Context
I'm using dask.distributed to parallelise computations across machines. I therefore have dask-workers running on the different machines which connect to a dask-scheduler, to which I can then submit my custom graphs to together with the required keys.
Due to network mount restrictions, my input data (and output storage) is only available to a subset of the machines ('i/o-hosts'). I tried to deal with this in two ways:
- all tasks involved in i/o operations are restricted to i/o-hosts (they can run only on workers which run on machines that have access to the data) and non i/o tasks are restricted to non-i/o-hosts
- all tasks involved in i/o operations are bound to workers providing the resource 'io' (the i/o-hosts) and non i/o tasks are bound to workers on non-i/o-hosts which provide the resource 'compute'.

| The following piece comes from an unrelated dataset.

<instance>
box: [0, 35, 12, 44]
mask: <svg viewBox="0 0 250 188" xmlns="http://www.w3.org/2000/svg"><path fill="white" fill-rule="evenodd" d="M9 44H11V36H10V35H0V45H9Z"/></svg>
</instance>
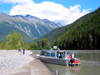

The idea behind not allowing non i/o tasks to run on i/o-hosts is to make sure their workers are available for i/o tasks.
Problem
Both approaches work as expected in the sense that they restrict i/o-tasks to the right workers. However I noticed that when using any of the two approaches, only very few workers accumulate a lot of tasks while most other workers remain idle.
After reading up on how tasks are distributed among the workers I found that work stealing seems to be intentionally disabled for restricted tasks (http://distributed.readthedocs.io/en/latest/work-stealing.html). This seems to also apply for the resources framework.
Question
Is there a good way to combine restrictions on tasks with work stealing?